Okay, I’ll admit, I was pulled in by the joke, but it did start me thinking about the environment and what a purpose-driven Christian should do about it.
Christians do not have much of a reputation for caring about the environment. Traditional doctrines of dispensationalism and pre-millennialism have led us to be pessimistic about society and the world we live in. Since God’s going to destroy this world anyway and build a new one (and get us out of here first), why care about it? This has created a detachment to culture and the environment that has made faith appear irrelevant and aloof. What do we care what happens to this place? It’s not our home anyway.
But this kind of thinking reflects negatively on our neighbors and on us as good citizens, and ultimately limits our opportunities to share Christ with those who don’t know Him. Jesus told his disciples to render to Caesar what belongs to Caesar and to God, what is God’s (Matthew 22:17-21). Well, in a democracy as we have in America, part of our responsibility to “Caesar” includes being knowledgeable about our society and the world we live in. In a democracy, citizens have more of a voice than they did under Caesar, and I’m sure in this context that Jesus would mean in “rendering unto Caesar” more than just paying our taxes.

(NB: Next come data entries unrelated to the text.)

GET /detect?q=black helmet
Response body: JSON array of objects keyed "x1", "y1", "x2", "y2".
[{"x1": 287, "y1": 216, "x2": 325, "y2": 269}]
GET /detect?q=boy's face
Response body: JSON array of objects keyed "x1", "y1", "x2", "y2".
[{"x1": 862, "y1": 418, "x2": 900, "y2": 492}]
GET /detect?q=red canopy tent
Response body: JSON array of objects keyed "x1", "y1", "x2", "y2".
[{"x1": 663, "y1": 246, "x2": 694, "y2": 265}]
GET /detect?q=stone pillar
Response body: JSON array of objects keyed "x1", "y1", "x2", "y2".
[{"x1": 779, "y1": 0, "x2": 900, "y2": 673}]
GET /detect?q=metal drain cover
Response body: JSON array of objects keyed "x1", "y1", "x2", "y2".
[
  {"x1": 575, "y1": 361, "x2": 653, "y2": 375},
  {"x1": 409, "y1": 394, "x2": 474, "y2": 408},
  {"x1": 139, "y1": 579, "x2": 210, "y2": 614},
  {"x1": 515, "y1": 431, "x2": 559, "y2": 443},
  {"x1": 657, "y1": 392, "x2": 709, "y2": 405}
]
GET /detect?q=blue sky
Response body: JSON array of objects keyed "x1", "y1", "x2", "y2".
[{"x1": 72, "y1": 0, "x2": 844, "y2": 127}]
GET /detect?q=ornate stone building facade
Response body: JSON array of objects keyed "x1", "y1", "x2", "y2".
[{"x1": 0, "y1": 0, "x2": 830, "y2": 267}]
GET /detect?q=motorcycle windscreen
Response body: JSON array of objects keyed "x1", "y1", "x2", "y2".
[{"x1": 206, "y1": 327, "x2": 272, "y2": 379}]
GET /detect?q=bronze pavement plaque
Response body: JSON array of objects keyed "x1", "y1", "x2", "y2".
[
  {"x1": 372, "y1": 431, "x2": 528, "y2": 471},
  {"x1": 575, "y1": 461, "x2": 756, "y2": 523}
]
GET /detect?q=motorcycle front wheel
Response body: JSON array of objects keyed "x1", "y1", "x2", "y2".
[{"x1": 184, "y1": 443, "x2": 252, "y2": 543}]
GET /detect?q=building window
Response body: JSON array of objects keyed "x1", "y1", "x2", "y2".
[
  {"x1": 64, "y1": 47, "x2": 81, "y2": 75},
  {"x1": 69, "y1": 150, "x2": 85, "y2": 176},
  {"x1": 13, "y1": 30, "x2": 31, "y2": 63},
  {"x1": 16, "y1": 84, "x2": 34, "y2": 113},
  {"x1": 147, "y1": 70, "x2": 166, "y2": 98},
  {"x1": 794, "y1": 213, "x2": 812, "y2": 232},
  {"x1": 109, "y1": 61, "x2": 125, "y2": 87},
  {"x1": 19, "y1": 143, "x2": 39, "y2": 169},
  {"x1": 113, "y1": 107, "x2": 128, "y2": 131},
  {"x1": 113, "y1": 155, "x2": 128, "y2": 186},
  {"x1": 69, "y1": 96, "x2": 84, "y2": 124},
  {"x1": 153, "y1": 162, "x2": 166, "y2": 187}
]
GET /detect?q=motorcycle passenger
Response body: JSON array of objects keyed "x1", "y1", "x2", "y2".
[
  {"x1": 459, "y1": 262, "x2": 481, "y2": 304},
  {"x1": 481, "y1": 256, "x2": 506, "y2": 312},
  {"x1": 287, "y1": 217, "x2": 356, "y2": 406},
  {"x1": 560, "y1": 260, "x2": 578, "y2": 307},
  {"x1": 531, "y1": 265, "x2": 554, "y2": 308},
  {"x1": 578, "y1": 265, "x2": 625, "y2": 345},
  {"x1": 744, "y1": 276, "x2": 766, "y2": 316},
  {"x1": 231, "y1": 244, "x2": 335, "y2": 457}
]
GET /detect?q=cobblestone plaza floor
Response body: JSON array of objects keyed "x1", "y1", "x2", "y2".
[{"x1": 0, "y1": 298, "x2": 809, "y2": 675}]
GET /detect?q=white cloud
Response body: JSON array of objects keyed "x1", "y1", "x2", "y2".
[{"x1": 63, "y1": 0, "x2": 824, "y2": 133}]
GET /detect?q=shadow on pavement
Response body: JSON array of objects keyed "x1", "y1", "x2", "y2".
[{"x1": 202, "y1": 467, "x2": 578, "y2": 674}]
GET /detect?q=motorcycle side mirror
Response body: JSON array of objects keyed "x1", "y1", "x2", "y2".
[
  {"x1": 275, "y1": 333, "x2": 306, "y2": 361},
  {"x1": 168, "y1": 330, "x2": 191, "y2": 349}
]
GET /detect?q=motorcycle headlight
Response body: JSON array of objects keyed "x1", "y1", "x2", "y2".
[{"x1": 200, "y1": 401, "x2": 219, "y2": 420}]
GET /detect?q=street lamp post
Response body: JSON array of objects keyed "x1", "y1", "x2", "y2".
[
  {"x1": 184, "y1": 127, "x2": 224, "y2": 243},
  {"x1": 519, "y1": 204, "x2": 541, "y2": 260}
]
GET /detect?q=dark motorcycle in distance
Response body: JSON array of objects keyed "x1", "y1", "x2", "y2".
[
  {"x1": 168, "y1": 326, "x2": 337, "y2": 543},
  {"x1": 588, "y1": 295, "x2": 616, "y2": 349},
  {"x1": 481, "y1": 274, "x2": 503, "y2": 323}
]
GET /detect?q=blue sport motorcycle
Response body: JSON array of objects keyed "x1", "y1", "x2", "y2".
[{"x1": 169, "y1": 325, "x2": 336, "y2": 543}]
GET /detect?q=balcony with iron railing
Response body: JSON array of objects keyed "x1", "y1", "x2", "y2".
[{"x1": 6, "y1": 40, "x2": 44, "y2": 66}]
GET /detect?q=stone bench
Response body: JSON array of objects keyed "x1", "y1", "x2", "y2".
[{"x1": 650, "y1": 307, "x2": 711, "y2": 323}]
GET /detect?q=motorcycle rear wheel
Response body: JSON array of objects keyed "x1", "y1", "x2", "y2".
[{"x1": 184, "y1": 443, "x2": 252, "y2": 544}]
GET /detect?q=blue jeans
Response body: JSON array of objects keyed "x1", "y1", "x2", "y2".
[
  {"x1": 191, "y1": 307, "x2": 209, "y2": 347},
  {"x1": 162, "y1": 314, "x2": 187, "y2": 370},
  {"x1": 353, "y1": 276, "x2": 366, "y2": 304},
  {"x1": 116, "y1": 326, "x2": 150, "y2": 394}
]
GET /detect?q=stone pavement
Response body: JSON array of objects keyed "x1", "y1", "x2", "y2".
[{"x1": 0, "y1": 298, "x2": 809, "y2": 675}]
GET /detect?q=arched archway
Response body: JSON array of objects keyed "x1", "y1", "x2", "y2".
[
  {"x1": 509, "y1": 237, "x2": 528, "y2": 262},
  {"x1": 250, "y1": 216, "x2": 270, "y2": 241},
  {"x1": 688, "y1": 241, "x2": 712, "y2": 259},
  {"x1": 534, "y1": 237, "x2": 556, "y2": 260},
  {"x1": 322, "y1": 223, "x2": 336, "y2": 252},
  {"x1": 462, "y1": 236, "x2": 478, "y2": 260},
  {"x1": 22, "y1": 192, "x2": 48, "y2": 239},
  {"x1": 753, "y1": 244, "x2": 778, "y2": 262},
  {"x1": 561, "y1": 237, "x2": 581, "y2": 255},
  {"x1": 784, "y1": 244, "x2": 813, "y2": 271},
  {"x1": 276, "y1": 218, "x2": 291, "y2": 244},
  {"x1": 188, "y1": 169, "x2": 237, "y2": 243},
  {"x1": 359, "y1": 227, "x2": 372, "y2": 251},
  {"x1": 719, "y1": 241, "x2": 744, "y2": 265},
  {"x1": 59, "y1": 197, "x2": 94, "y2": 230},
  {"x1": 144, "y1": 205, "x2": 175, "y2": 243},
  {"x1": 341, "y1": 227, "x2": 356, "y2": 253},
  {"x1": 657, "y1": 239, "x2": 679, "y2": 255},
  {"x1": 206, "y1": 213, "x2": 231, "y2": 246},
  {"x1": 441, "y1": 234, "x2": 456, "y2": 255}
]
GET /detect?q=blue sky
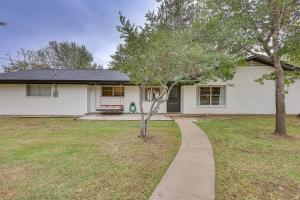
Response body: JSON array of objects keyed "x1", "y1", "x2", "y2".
[{"x1": 0, "y1": 0, "x2": 157, "y2": 66}]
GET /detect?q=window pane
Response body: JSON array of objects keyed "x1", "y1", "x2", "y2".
[
  {"x1": 102, "y1": 87, "x2": 113, "y2": 97},
  {"x1": 26, "y1": 84, "x2": 51, "y2": 97},
  {"x1": 211, "y1": 87, "x2": 221, "y2": 105},
  {"x1": 152, "y1": 87, "x2": 160, "y2": 99},
  {"x1": 199, "y1": 87, "x2": 210, "y2": 105},
  {"x1": 40, "y1": 85, "x2": 51, "y2": 97},
  {"x1": 144, "y1": 87, "x2": 153, "y2": 101},
  {"x1": 220, "y1": 87, "x2": 226, "y2": 105},
  {"x1": 113, "y1": 87, "x2": 124, "y2": 97},
  {"x1": 27, "y1": 85, "x2": 40, "y2": 96}
]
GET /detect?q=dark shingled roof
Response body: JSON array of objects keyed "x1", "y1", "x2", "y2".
[
  {"x1": 246, "y1": 55, "x2": 300, "y2": 72},
  {"x1": 0, "y1": 69, "x2": 129, "y2": 83}
]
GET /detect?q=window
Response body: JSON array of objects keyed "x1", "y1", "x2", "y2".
[
  {"x1": 26, "y1": 84, "x2": 51, "y2": 97},
  {"x1": 102, "y1": 86, "x2": 124, "y2": 97},
  {"x1": 144, "y1": 87, "x2": 160, "y2": 101},
  {"x1": 198, "y1": 86, "x2": 226, "y2": 105}
]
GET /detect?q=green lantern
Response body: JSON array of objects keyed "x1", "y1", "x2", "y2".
[{"x1": 129, "y1": 102, "x2": 136, "y2": 113}]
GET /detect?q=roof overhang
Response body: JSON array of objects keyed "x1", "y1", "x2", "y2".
[
  {"x1": 0, "y1": 80, "x2": 132, "y2": 85},
  {"x1": 246, "y1": 55, "x2": 300, "y2": 72}
]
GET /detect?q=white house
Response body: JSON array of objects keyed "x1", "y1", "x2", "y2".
[{"x1": 0, "y1": 57, "x2": 300, "y2": 116}]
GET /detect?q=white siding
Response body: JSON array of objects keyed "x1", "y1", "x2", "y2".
[
  {"x1": 182, "y1": 66, "x2": 300, "y2": 114},
  {"x1": 0, "y1": 84, "x2": 87, "y2": 115}
]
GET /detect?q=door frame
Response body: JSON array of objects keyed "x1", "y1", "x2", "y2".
[{"x1": 167, "y1": 85, "x2": 181, "y2": 113}]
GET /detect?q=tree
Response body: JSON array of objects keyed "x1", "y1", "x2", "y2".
[
  {"x1": 198, "y1": 0, "x2": 300, "y2": 136},
  {"x1": 5, "y1": 41, "x2": 99, "y2": 71},
  {"x1": 110, "y1": 16, "x2": 235, "y2": 139},
  {"x1": 146, "y1": 0, "x2": 198, "y2": 30}
]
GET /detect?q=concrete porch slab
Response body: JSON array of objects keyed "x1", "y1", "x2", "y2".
[{"x1": 78, "y1": 113, "x2": 173, "y2": 121}]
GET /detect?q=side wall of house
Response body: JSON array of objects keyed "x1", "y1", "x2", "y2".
[
  {"x1": 0, "y1": 84, "x2": 88, "y2": 115},
  {"x1": 182, "y1": 63, "x2": 300, "y2": 114}
]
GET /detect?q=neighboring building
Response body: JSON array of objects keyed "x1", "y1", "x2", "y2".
[{"x1": 0, "y1": 57, "x2": 300, "y2": 115}]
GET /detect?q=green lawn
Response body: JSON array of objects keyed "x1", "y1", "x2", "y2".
[
  {"x1": 0, "y1": 118, "x2": 180, "y2": 199},
  {"x1": 197, "y1": 117, "x2": 300, "y2": 200}
]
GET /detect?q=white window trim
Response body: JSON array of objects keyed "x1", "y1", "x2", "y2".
[
  {"x1": 100, "y1": 85, "x2": 125, "y2": 98},
  {"x1": 143, "y1": 86, "x2": 161, "y2": 102},
  {"x1": 25, "y1": 84, "x2": 52, "y2": 98},
  {"x1": 196, "y1": 85, "x2": 227, "y2": 108}
]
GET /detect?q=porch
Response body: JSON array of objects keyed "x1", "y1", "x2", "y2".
[{"x1": 78, "y1": 113, "x2": 173, "y2": 121}]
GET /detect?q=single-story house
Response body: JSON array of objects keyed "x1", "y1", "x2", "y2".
[{"x1": 0, "y1": 56, "x2": 300, "y2": 116}]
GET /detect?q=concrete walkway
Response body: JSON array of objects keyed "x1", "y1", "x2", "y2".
[{"x1": 150, "y1": 118, "x2": 215, "y2": 200}]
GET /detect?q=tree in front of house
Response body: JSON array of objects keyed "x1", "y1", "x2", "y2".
[
  {"x1": 4, "y1": 41, "x2": 99, "y2": 71},
  {"x1": 110, "y1": 13, "x2": 235, "y2": 139},
  {"x1": 197, "y1": 0, "x2": 300, "y2": 136}
]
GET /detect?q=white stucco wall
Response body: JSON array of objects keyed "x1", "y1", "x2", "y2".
[
  {"x1": 0, "y1": 84, "x2": 88, "y2": 115},
  {"x1": 88, "y1": 85, "x2": 167, "y2": 113},
  {"x1": 0, "y1": 65, "x2": 300, "y2": 115},
  {"x1": 124, "y1": 86, "x2": 167, "y2": 113},
  {"x1": 182, "y1": 66, "x2": 300, "y2": 114}
]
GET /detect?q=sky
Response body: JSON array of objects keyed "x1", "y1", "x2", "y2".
[{"x1": 0, "y1": 0, "x2": 157, "y2": 66}]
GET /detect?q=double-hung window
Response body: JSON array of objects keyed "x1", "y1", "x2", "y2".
[
  {"x1": 102, "y1": 86, "x2": 124, "y2": 97},
  {"x1": 197, "y1": 86, "x2": 226, "y2": 106},
  {"x1": 26, "y1": 84, "x2": 51, "y2": 97},
  {"x1": 144, "y1": 87, "x2": 160, "y2": 101}
]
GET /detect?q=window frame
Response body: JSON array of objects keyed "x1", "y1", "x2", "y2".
[
  {"x1": 25, "y1": 84, "x2": 52, "y2": 97},
  {"x1": 196, "y1": 85, "x2": 227, "y2": 107},
  {"x1": 101, "y1": 86, "x2": 125, "y2": 97},
  {"x1": 143, "y1": 86, "x2": 161, "y2": 102}
]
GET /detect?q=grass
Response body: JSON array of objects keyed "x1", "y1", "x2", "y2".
[
  {"x1": 197, "y1": 117, "x2": 300, "y2": 200},
  {"x1": 0, "y1": 118, "x2": 180, "y2": 199}
]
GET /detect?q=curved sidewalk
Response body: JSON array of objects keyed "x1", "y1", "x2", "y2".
[{"x1": 150, "y1": 118, "x2": 215, "y2": 200}]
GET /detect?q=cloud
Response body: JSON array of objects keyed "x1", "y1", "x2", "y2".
[{"x1": 0, "y1": 0, "x2": 157, "y2": 65}]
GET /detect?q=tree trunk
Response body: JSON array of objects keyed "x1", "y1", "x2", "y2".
[
  {"x1": 139, "y1": 85, "x2": 148, "y2": 140},
  {"x1": 274, "y1": 59, "x2": 287, "y2": 137},
  {"x1": 271, "y1": 0, "x2": 287, "y2": 137}
]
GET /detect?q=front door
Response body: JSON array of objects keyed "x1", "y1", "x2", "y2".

We had an election in California yesterday. Only 42% were expected to turn out. If those 42% didn’t include 100% of all believers (and I’m sure it didn’t), then we are not fulfilling our responsibility to “Caesar.”
As Christians in a democracy, we need to see ourselves as responsible for bettering the lives of those around us. God’s salvation plan for us involves caring about the world we live in. He doesn’t save us to take us out of the world, but to send us into it (John 17:15-18). The world should be a better place because of Christians who take up residence in it. The message of salvation is not just for us.
Remember? It’s not about us. We got saved for someone else. That “someone else” includes our neighbors, co-workers, communities and yes, even the whales. The environment is a part of the splendid creation of God that He left us in charge of. Some of our non-Christian
friends care about this mandate more than we do. We need to change that. We are citizens of this world as much as we are citizens of the next. We need to live as good citizens of both.